They’ve done it again. The Coen brothers’ brilliant and subtle film Fargo (1996) is one of the best I’ve ever seen, hands down.
It is difficult to pin down the one feature that stands out in the film. There is a strong sense of familiarity about the life of a small-town community in Minnesota, with its vast deserts of snow and ice and its friendly and quirky residents. But the quiet life is disturbed by a kidnap plan gone wrong. At first, car salesman Jerry Lundegaard (William H. Macy) only hires the two (somewhat underqualified) kidnappers, Showalter (Steve Buscemi) and Grimsrud (Peter Stormare) to pretend to kidnap his wife so that he can split with them the $80,000 ransom that will get him out of debt and from under the claws of his abusive father-in-law (Harve Presnell). But soon the incompetence of the kidnappers combined with Jerry’s total unfamiliarity with crime life attracts the attention of the talented (as cop and as actress) police chief, Marge Gunderson (Frances McDormand), who puts the pieces of the puzzle together quickly and accurately.

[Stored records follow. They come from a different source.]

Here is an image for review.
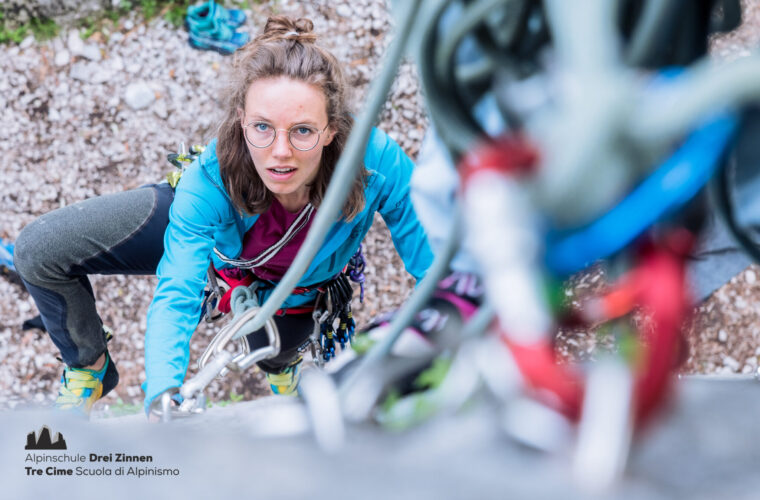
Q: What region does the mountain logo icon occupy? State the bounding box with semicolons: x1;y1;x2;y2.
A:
24;425;66;450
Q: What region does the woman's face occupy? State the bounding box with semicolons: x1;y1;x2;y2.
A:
239;77;334;212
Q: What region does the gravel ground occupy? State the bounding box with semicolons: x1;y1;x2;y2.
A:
0;0;760;409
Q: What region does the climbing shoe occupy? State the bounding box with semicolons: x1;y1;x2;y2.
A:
55;352;119;416
185;2;249;54
187;0;245;28
266;360;301;396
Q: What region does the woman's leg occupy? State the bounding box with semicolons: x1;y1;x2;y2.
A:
246;313;314;395
14;184;174;394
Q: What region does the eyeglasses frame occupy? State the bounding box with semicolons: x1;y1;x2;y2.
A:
243;120;330;151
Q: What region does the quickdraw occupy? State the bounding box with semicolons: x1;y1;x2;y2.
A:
166;142;206;189
314;273;356;362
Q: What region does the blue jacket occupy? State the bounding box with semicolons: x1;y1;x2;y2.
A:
143;129;433;410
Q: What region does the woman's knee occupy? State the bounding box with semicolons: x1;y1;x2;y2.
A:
13;219;53;283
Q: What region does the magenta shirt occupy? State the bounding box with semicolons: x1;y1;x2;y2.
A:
235;198;312;281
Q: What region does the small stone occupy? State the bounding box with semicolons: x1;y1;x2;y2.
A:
69;62;95;83
111;56;124;71
54;49;71;68
19;35;34;49
744;269;757;285
81;44;103;62
718;329;728;344
124;82;156;109
66;30;84;56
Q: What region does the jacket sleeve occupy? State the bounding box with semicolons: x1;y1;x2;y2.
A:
143;162;227;411
365;129;433;282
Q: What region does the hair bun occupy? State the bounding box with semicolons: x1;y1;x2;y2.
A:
259;16;317;43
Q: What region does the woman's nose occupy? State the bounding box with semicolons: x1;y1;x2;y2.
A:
272;130;293;157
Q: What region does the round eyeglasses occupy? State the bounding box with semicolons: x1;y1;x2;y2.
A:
243;122;329;151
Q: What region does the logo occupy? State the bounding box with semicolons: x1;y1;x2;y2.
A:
24;425;66;450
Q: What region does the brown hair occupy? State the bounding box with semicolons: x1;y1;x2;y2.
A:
216;16;368;220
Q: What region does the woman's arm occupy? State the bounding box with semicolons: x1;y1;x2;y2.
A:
143;163;227;411
365;129;433;281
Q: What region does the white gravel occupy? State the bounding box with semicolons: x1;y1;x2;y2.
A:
0;0;427;408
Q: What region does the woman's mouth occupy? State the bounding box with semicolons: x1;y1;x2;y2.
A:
267;167;296;180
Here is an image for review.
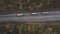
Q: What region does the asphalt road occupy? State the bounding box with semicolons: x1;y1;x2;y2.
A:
0;11;60;22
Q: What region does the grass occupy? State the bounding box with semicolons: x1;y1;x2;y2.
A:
0;22;60;34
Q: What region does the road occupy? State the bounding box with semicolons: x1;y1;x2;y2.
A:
0;11;60;22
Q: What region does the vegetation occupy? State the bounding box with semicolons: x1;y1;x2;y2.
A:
0;0;54;12
0;22;60;34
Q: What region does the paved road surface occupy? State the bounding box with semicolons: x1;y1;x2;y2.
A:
0;11;60;22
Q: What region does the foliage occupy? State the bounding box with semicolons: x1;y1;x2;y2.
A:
0;23;60;34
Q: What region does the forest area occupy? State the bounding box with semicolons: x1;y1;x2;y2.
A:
0;0;58;13
0;0;60;34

What I love about this film most is that it is unpretentious and aims to shows reality as it is. For example, in the scene where the two kidnappers visit a couple of prostitutes at a truck stop there is nothing particularly exciting about it, in fact, the four of them ending up watching TV at a cheap hotel room is the most honest depiction you can get of such real-life situations. Also the character of Marge is an extremely likeable pregnant woman who speaks in the most authentic accent I have ever encountered in films (“Oh, ya betcha, yah!”). By the way, her character was written with McDormand specifically in mind and indeed she proved to be spot on. There are countless of minor characters that are just so accurate, affable and convey such a sense of realism that as a viewer you cannot help being drawn into the world of the film, in anticipation, distress, and delight.
I consider Fargo to be Joel and Ethan Coen’s gift to the world of cinema. It is sure to infect those who are still (somehow) not touched by the movie bug, and to remind those who are why they love it so much.